Some 20 mares will foal down at Ennisnag this year, with 24 expected to do so in 2012. By then, Andrew will have reached his ideal quota of 20-25 mares foaling and more coming on behind.
"It's a good number for me to work with in terms of the land we have available and also being able to manage foals," he says. "Once I get to that figure I will start to cull some mares and reintroduce other bloodlines as we need them."
Unlike many breeders who sell their best and breed from the rest, Andrew insists on keeping the best filly of each year's foal crop to breed from.
"I try them loose-jumping all as three-year-olds to look at their technique, athleticism, correct movement and then I keep the best to breed myself."
He has no preference as to selling age and will part with foals, yearlings, two-year-olds, three-year-olds or older, depending on what buyers want.
The fillies are bred as three-year-olds instead of waiting until after they have a full competitive career because Andrew says the costs of producing and competing each mare (estimated at around €5,000/year) is too prohibitive.
The one exception to this non-competition rule is Arabella, the eight-year-old competition mare jointly owned by Andrew and Mary Hughes, and Cian O'Connor.
Daughter of famous sire Heartbreaker and out of the Ennisnag mare Lady Kilkenny Cavalier, Arabella has had only two fences down in the past year under O'Connor.
On a recent campaign in the United Arab Emirates, she had just one pole down out of nine 1m50 classes in three shows.
Arabella is also the only mare from Ennisnag to have bred a foal by embryo transfer.
On the same day she won a class at the five-start show in Verona, Italy, Arabella's filly foal by Guidam Junior was born to a surrogate dam at home in Ennisnag.
Andrew says Arabella's line was only retained at Ennisnag through the foresight of his father and mother, whose two Highland Flight mares (full sisters) were the foundation mothers behind many of the Hughes horses, including Vivaldi, Special Envoy, Radar, Harley, Diamond Exchange and, more recently, Ballypatrick Mystique and Arabella.
Mares due to foal down this season at Ennisnag include Hanna vd Bischop's, a mare out of a full sister to KWPN sire Vigo d'Arsouilles, last year's Rolex World Champion under Philippe Le Jeune at Kentucky.

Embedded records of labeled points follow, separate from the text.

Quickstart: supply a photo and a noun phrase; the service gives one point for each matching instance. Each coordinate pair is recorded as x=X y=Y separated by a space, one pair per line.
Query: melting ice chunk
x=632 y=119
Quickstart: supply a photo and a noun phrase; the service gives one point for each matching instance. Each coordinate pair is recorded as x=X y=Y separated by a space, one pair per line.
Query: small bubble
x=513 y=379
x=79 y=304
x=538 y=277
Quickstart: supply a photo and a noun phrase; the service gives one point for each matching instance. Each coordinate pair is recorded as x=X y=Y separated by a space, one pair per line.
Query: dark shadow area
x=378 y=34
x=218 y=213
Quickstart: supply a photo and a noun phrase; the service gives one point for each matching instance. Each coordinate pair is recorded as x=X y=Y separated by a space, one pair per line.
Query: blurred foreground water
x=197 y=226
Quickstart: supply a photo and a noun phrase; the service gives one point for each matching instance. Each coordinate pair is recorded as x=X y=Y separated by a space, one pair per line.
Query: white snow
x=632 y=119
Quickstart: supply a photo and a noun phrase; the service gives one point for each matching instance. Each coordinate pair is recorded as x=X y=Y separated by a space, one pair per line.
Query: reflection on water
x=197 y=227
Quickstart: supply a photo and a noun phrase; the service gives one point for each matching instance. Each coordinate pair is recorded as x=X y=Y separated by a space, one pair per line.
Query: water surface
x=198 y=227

She is in foal to Cato.
Himalaya vd Bisschop is another, a four-year-old mare out of a full sister to approved stallions Du von Bisschop, Arazona and Holland VDL. She is in foal to Cardento.
To encourage the next generation of the Hughes' dynasty, Andrew bought a mare, Coolgirl, from the family of Eurocommerce New Orleans for his daughters Andrea (13), Sophie (8) and Leslie (6) to breed from in the future.
There was great excitement in the house last week when Eurocommerce New Orleans featured highly in the World Cup final in Leipzig under Gerco Schroder. Coolgirl is due to foal this week to Passion.
Irish mares account for about 30pc of the broodmares at Ennisnag Stud, including a mare descended from Kilcoltrim, John Ledingham's mount at the Seoul Olympics in 1988.
"I would love to say 70pc of my mares are Irish-bred. No one cheers any Irish horse louder than me, but the fact is good mares are simply not there or not available," says Andrew.
"The Irish are a nation of sellers and we sold a lot of our best mares abroad over the years. Sure, we practically set up the Swedish studbook with Irish mares.
"But even when I went to buy a good Irish mare, I was asked five times what I would be asked for her on the Continent."
However, the breeder is optimistic about the future for breeding showjumpers in Ireland.
"Irish horses have what a lot of others don't, which is a brain," he says. "I think we can get back on track here with breeding jumpers."
"We have the best people and the best land in the world for producing horses so all we need is to start producing the right animals."